考えたのは、キャパシタと充放電コントローラを利用した補助電源システムだ。通常は12Vのバッテリーで電動パワーステアリングのアクチュエータ(モーター)を充放電コントローラーを介して制御する。高負荷時には、充放電コントローラがキャパシタの電力を利用して電圧を18Vくらいまで上げる。これにより、大型車両でのステアリング制御や、レベル3以上の自動運転における急カーブや急ブレーキへの対応も期待できる。また、メインのバッテリーが故障した場合のバックアップ電源としても機能させることができる。
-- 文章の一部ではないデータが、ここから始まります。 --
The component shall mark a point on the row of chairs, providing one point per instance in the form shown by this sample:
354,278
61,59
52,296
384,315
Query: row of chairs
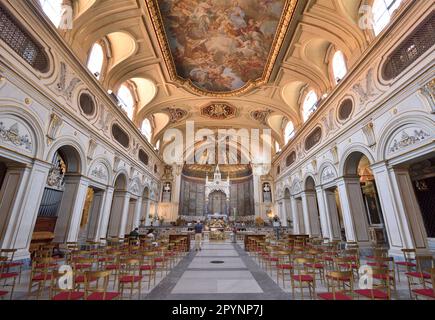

上記のシステムを開発していたのだが、バックアップ電源として利用した場合、長時間でないとしてもキャパシタの耐熱温度に課題があったという。この課題に取り組む過程で生まれたのが、今回発表された高耐熱リチウムイオンキャパシタだ。ー40度から85度という動作温度範囲は、通常の車室内の環境なら冷却など温度管理が必要ない。また、出力電圧を制限することで、105度になっても充放電性能を維持できるという。

温度管理が不要ということは、その分を純粋にキャパシタの容量を上げることができる。容量が増えるだけでも、その用途はかなり広がるという。すでにジェイテクトには、自動車業界以外、電力業界、工作機械、ロボットなど多数の業界から問い合わせが国内外から届いているという。例えば、電動アシスト自転車、建設機械のパワーアシスト、燃料電池車、レーザープリンタ、太陽光発電などへの活用が期待されている。小型コミューターならメイン電源としての可能性もあるそうだ。

予備電池やバックアップ電源としての用途もある。自動運転車は、高い稼働率、耐故障性が要求されるが、メインバッテリーのトラブルに対して、キャパシタを利用することでECUなどの電源断を回避できる。

自動車業界以外での活用が期待される高耐熱リチウムイオンキャパシタだが、ジェイテクトでは2019年に量産を開始したいとする。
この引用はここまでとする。